Execute LLMs on NPU using LiteRT-LM

Neural Processing Units (NPUs) offer specialized hardware blocks optimized for deep learning workloads. They are increasingly available in modern systems on a chip (SoCs), especially on mobile devices. Their high-performing nature makes them a great fit for running LLM inference.
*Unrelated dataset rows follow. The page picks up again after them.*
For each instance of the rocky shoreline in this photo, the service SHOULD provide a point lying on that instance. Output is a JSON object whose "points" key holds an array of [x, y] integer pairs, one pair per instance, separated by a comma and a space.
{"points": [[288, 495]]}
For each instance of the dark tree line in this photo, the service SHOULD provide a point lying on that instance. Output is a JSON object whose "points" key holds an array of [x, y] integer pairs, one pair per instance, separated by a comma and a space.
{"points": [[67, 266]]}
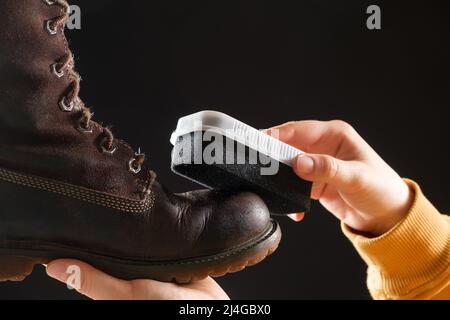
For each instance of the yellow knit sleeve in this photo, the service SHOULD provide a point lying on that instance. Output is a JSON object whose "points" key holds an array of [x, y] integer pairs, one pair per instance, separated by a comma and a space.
{"points": [[412, 260]]}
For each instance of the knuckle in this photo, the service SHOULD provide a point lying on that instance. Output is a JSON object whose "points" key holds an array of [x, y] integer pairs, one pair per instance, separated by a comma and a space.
{"points": [[343, 127], [85, 285]]}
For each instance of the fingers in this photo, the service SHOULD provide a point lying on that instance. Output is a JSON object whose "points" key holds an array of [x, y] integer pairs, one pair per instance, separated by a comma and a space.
{"points": [[88, 280], [325, 169], [297, 217]]}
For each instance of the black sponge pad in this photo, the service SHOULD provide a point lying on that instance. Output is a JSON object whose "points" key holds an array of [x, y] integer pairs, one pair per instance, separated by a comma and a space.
{"points": [[283, 192]]}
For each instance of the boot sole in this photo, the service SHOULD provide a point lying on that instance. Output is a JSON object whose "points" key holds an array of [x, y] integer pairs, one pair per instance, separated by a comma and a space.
{"points": [[18, 258]]}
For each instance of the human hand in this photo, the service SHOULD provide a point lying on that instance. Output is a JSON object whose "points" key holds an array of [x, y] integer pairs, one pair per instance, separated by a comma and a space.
{"points": [[350, 179], [100, 286]]}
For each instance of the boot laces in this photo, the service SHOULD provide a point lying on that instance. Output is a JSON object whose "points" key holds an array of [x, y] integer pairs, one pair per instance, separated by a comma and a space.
{"points": [[71, 101]]}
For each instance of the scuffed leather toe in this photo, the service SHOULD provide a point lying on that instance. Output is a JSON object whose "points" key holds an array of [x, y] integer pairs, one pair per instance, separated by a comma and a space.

LiteRT-LM is a C++ library designed to efficiently run language model pipelines on a wide range of devices, from mobile phones to embedded systems. It provides developers with the tools to create and deploy sophisticated language model workflows, now with seamless NPU integration.

NPU Vendors

LiteRT-LM supports running LLMs using NPU acceleration with the following vendors. Choose the instructions depending on which vendor you would like to try:

Quick Start

  1. Follow the Prerequisites to set up the environment and repository.
  2. Ensure adb is installed and a device is connected.
  3. See the Quick Start and the litert_lm_main command line demo.

Qualcomm AI Engine Direct

Step 1: Download the .litertlm model

Download a .litertlm matching your SoC (examples below). You can query your device SoC:

SOC_MODEL=$(adb shell getprop ro.soc.model | tr '[:upper:]' '[:lower:]')
echo "https://huggingface.co/litert-community/Gemma3-1B-IT/blob/main/Gemma3-1B-IT_q4_ekv1280_${SOC_MODEL}.litertlm"
Model SoC Quantization Context size Model Size (MB) Download
Gemma3-1B SM8750 4-bit per-channel 1280 658 download
Gemma3-1B SM8650 4-bit per-channel 1280 658 download
Gemma3-1B SM8550 4-bit per-channel 1280 657 download

Step 2: Download and extract the QAIRT libraries

Download the QAIRT SDK, extract it, and set QAIRT_ROOT:

unzip <your_file.zip> -d ~/
QAIRT_ROOT=~/qairt/2.34.0.250424

Step 3: Build the LiteRT-LM runtime / libraries

Install Android NDK r28b+ and build:

bazel build --config=android_arm64 //runtime/engine:litert_lm_main
bazel build --config=android_arm64 \
    @litert//litert/vendors/qualcomm/dispatch:dispatch_api_so

Step 4: Run the model on device

Set your device path and push assets:

export DEVICE_FOLDER=/data/local/tmp/
adb shell mkdir -p $DEVICE_FOLDER
export MODEL_PATH=<path-to-model.litertlm>
adb push $MODEL_PATH $DEVICE_FOLDER/model.litertlm
adb push $QAIRT_ROOT/lib/aarch64-android/* $DEVICE_FOLDER/
adb push bazel-bin/runtime/engine/litert_lm_main $DEVICE_FOLDER/
adb shell chmod +x $DEVICE_FOLDER/litert_lm_main

Run:

adb shell "cd $DEVICE_FOLDER && \
  QAIRT_ROOT=$DEVICE_FOLDER \
  ./litert_lm_main --model=model.litertlm \
  --prompt='Explain the history of LiteRT in 3 bullet points' \
  --device=qualcomm_npu --rounds=1"

MediaTek NeuroPilot

Steps overview

MediaTek flow mirrors Qualcomm: use a .litertlm built for your SoC, include NeuroPilot runtime libraries, build litert_lm_main, push assets, and run with --device=mediatek_npu.